According to the documents released by the Alberta Law Enforcement Review Board, complaints of breach of trust and bullying and harassment -accusations which have never been proven- were filed by a Lethbridge Police Service officer named Sgt. J. Moulton against then Deputy Chief Scott Woods while former Chief Rob Davis was still in charge of the local police force.

The complaints by the officer were found to have no basis by Davis and were subsequently dismissed. Alleging bias, the officer then attempted to have Davis’s decision reviewed by the Lethbridge Police Commission on June 18, 2019. The commission refused to hear the complaint stating at the time it had no jurisdiction over an internal human resources matter clearly within the purview of the Chief of Police.

The officer then attempted to file a second complaint on July 3, 2019 against Woods with Chief Davis, who referred the matter to ASIRT.

According to the Alberta Law Enforcement Review Board documents, ASIRT concluded its investigation on Sept. 9, 2019 into the complaint, stating “the allegations in the complaint letter did not occur, that there were no reasonable grounds nor a reasonable suspicion that a criminal offence had been committed, and that no charges would be laid.”

Not realizing his July 3 complaint had been forwarded on to ASIRT, the officer filed another complaint against Woods with Davis on Aug. 7, 2019.

When Davis resigned as Chief of Police, and Woods was appointed Interim Chief, no action had yet been taken on Moulton’s third complaint. Woods, who was now Chief of Police, could obviously not investigate himself and the matter was referred to the Lethbridge Police Commission.

The Lethbridge Police Commission disposed of the complaint on Nov. 8, 2019 without hearing it.

Moulton then appealed to the Alberta Law Enforcement Review Board to order the Lethbridge Police Commission to hear the complaint against Woods, which the board subsequently has done.

“The respondent (the Lethbridge Police Commission) has jurisdiction over the Aug. 7, 2019 complaint against the officer (Woods),” the Review Board states. “We, therefore, refer this matter back to the respondent with the direction to investigate and dispose of the complaint in accordance with Part 5 of the (Police) Act.
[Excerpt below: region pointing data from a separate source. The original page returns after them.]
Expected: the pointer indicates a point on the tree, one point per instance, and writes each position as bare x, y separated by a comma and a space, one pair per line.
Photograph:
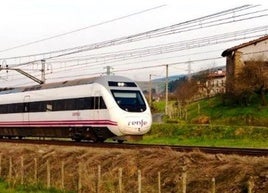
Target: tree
252, 79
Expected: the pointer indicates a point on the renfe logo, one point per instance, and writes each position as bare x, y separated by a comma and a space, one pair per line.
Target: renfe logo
139, 123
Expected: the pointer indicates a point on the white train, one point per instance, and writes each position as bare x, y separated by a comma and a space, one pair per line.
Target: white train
85, 109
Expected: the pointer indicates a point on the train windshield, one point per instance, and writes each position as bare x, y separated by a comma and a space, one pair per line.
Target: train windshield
130, 101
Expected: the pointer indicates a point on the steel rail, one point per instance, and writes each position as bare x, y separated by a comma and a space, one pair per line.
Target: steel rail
112, 145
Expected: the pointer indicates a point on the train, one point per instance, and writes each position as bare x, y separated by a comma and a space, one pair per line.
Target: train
91, 109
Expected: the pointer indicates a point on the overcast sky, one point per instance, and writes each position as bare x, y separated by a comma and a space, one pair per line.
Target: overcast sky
26, 21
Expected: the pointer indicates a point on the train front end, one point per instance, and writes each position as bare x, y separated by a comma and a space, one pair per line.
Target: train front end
128, 107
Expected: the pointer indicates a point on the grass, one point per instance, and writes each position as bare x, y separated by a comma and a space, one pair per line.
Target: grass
208, 135
232, 126
6, 188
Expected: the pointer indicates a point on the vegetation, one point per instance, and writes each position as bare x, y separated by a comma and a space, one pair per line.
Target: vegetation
209, 122
208, 135
231, 172
7, 188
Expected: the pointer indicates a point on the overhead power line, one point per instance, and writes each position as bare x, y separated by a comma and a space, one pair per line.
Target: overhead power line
80, 29
211, 20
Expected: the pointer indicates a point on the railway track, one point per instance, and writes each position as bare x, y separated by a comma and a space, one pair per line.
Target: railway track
211, 150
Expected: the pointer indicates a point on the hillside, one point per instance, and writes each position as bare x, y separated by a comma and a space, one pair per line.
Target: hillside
214, 112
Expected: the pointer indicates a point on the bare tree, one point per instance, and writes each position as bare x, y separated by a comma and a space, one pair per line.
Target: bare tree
252, 79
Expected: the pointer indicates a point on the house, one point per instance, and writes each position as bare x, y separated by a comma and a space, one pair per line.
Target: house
214, 83
238, 56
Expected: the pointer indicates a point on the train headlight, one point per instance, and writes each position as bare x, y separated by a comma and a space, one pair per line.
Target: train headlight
121, 84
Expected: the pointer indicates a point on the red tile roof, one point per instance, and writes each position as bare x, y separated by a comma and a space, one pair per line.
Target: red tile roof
230, 50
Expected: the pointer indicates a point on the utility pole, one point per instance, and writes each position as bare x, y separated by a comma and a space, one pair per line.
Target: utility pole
150, 89
108, 70
43, 72
189, 71
166, 107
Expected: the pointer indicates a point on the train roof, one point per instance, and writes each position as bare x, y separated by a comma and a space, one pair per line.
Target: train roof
58, 84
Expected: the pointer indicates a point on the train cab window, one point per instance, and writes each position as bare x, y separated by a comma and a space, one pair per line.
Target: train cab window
99, 103
131, 101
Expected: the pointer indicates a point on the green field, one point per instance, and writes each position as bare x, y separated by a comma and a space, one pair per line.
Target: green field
233, 126
9, 188
208, 135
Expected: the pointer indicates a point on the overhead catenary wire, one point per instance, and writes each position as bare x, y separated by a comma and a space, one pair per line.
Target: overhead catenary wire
155, 50
168, 30
80, 29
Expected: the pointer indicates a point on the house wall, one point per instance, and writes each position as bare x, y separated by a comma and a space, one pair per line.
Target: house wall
236, 61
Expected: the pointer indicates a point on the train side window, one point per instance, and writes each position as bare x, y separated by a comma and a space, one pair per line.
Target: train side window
99, 103
26, 107
49, 107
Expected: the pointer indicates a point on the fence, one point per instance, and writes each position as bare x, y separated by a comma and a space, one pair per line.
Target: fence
81, 178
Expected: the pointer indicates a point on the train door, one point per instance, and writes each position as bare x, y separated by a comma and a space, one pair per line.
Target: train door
96, 102
26, 109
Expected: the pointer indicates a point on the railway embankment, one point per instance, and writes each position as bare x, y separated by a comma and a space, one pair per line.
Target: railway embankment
86, 169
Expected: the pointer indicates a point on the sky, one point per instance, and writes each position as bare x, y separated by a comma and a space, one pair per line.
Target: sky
32, 28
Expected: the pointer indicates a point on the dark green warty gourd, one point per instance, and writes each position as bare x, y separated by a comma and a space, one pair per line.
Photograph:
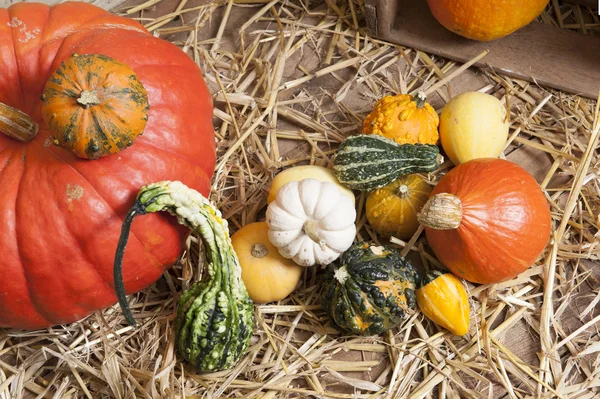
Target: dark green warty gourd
369, 289
215, 317
366, 162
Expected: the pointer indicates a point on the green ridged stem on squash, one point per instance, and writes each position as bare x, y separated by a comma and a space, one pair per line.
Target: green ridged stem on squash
215, 315
369, 289
367, 162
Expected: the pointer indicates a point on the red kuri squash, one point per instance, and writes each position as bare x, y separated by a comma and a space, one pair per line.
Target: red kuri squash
487, 220
60, 214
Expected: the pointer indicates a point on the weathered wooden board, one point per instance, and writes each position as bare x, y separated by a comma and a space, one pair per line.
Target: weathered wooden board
594, 4
539, 52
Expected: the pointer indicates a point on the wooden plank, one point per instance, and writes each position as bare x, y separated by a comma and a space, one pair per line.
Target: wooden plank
540, 53
593, 4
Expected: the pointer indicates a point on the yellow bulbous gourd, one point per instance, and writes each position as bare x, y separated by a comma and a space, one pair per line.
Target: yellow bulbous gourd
267, 275
473, 125
443, 300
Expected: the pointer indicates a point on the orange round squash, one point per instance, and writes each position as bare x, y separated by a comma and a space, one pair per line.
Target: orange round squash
404, 119
60, 214
392, 210
487, 220
99, 115
485, 20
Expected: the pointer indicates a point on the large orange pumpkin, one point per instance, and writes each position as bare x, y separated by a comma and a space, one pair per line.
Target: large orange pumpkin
60, 214
487, 220
485, 20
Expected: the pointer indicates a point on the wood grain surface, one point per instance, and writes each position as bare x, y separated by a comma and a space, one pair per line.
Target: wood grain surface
538, 53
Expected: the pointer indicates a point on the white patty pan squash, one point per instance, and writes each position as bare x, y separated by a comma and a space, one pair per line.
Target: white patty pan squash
311, 222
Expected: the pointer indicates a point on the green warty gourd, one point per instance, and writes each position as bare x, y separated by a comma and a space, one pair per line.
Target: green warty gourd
215, 316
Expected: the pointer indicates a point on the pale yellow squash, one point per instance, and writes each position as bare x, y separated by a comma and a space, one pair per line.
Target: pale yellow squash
392, 210
473, 125
443, 299
298, 173
267, 275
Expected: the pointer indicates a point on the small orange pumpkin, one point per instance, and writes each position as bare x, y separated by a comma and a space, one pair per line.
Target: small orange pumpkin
392, 210
404, 119
94, 106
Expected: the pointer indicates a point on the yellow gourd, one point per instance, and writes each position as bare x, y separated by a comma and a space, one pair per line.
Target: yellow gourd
298, 173
443, 300
267, 275
473, 125
404, 119
392, 210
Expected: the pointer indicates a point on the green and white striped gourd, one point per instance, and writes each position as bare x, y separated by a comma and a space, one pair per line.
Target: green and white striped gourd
367, 162
215, 317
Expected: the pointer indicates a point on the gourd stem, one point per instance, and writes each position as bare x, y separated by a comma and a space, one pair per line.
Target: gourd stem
310, 229
420, 99
403, 191
17, 124
88, 98
441, 212
137, 209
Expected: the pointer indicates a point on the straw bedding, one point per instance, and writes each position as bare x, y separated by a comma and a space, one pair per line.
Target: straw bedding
290, 80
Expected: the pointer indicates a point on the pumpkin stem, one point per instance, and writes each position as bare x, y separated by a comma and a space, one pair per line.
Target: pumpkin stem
137, 209
402, 191
420, 99
17, 124
88, 98
310, 229
259, 251
441, 212
341, 275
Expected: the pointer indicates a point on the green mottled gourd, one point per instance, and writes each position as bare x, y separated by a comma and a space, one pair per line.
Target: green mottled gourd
369, 289
215, 317
367, 162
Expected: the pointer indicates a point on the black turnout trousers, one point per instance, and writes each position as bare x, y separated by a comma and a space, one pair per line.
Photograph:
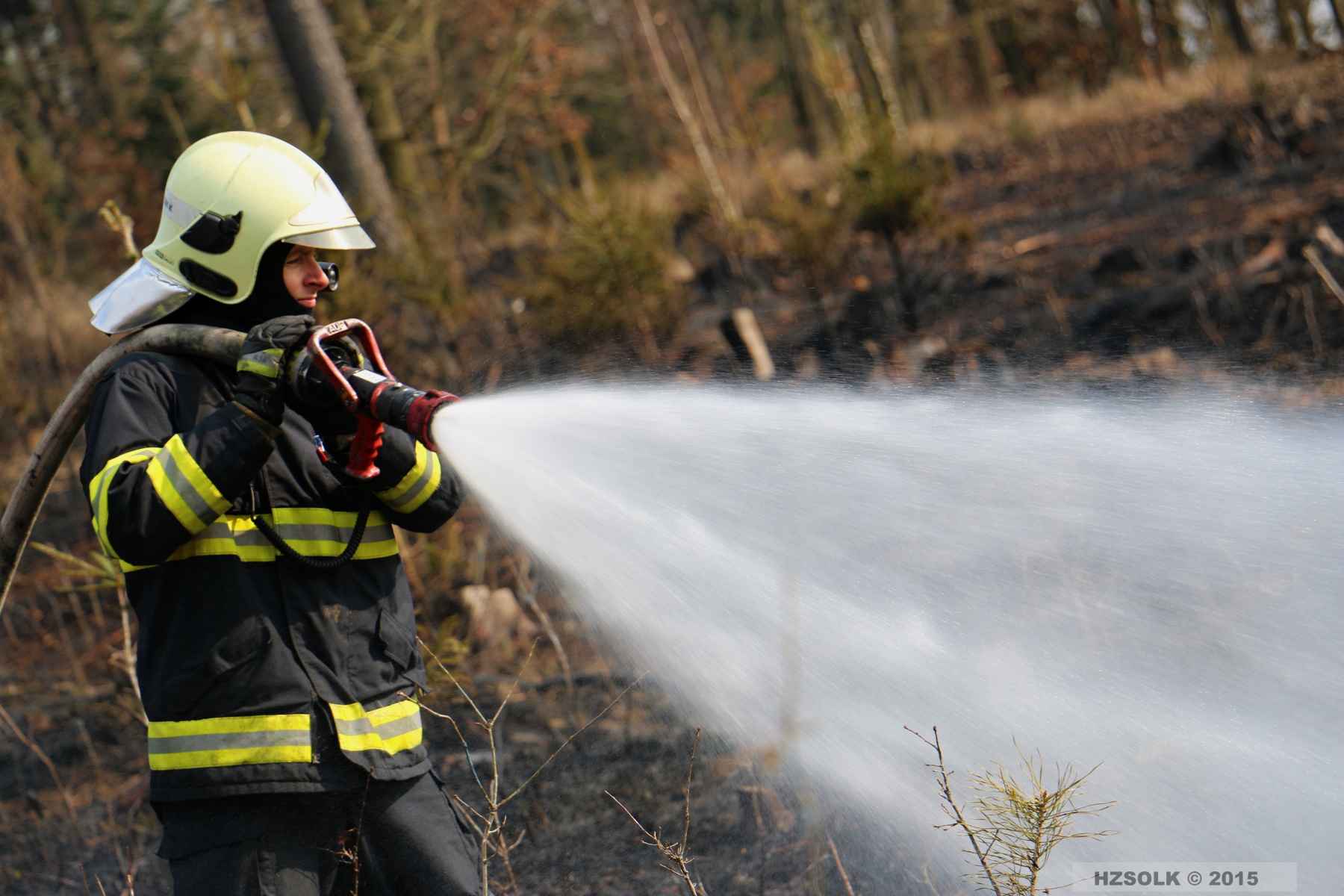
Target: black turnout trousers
405, 833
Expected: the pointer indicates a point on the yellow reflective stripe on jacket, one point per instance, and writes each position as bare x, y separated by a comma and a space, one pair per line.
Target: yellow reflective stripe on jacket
101, 484
184, 488
416, 487
389, 729
264, 363
231, 741
315, 532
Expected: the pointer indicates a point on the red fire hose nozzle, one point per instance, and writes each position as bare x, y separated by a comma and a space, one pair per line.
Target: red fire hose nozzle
376, 395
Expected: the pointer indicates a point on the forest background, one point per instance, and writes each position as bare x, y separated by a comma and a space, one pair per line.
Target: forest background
897, 193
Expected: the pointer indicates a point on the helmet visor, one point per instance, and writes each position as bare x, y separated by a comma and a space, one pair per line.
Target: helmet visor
351, 237
137, 299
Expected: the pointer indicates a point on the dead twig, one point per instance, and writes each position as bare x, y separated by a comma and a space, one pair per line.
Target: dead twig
954, 810
844, 876
675, 852
46, 761
491, 822
1315, 257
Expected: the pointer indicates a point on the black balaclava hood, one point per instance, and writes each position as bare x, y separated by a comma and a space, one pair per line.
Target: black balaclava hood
269, 299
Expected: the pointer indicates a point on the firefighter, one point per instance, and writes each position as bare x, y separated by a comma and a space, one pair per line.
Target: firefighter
285, 744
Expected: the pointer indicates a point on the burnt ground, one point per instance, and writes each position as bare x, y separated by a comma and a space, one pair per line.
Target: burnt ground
1137, 246
1160, 245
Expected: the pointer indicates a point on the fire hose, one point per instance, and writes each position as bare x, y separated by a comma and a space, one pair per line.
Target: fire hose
339, 363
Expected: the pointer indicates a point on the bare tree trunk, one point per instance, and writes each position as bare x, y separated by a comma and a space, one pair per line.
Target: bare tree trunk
309, 47
1337, 8
383, 113
979, 49
1171, 47
1238, 27
808, 105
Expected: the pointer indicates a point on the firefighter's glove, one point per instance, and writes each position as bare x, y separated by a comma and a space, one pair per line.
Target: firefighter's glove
261, 364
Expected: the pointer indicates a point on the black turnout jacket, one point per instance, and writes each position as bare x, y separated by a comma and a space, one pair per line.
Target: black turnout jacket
260, 675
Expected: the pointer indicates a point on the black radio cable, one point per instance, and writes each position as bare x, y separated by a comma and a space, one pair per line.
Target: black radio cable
315, 563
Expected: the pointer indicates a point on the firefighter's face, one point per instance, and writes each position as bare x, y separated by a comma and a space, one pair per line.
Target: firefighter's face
302, 277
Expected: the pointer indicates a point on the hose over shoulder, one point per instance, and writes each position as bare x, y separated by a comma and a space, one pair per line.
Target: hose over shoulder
26, 503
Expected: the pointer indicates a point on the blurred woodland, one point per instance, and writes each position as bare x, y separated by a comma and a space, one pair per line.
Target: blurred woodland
890, 193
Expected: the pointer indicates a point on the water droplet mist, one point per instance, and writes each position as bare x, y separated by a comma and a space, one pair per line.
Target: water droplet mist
1147, 583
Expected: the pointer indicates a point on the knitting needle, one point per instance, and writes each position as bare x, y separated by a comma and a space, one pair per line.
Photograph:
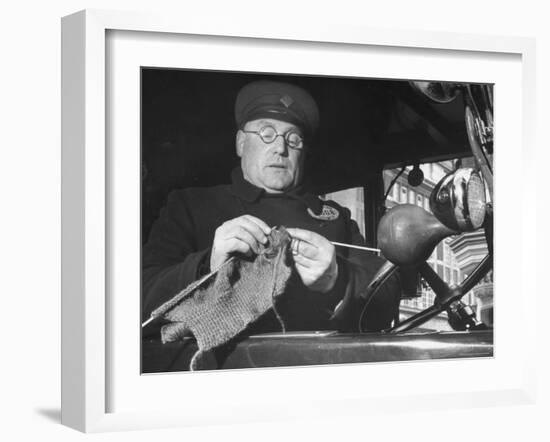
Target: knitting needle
352, 246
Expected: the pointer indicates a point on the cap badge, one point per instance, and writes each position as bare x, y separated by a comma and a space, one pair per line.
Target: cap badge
287, 101
328, 213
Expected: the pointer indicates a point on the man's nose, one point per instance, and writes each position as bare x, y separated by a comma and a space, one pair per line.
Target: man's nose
280, 146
The respondent is directed to provide updates to the complainant pursuant to section 46(7) of the Act.

“For the reasons given above, the respondent’s decision to dismiss the Aug. 7, 2019 complaint is set aside and the Board returns this matter to the Lethbridge Police Commission for investigation,” the Review Board decision concludes.

In an interview with The Lethbridge Herald on Wednesday, Lethbridge Police Commission chair Simon Griffiths acknowledged receipt of the Alberta Law Enforcement Review Board directive to conduct the necessary investigation into the officer’s complaint against Chief Scott Woods.

“The Commission has accepted the recommendation of the Board and are investigating this issue,” he said.

Griffiths also admitted the Lethbridge Police Commission could have done more to ensure a better process for all the parties involved in the complaint.

“It probably wasn’t done to the highest standard, and we are addressing that now,” he said.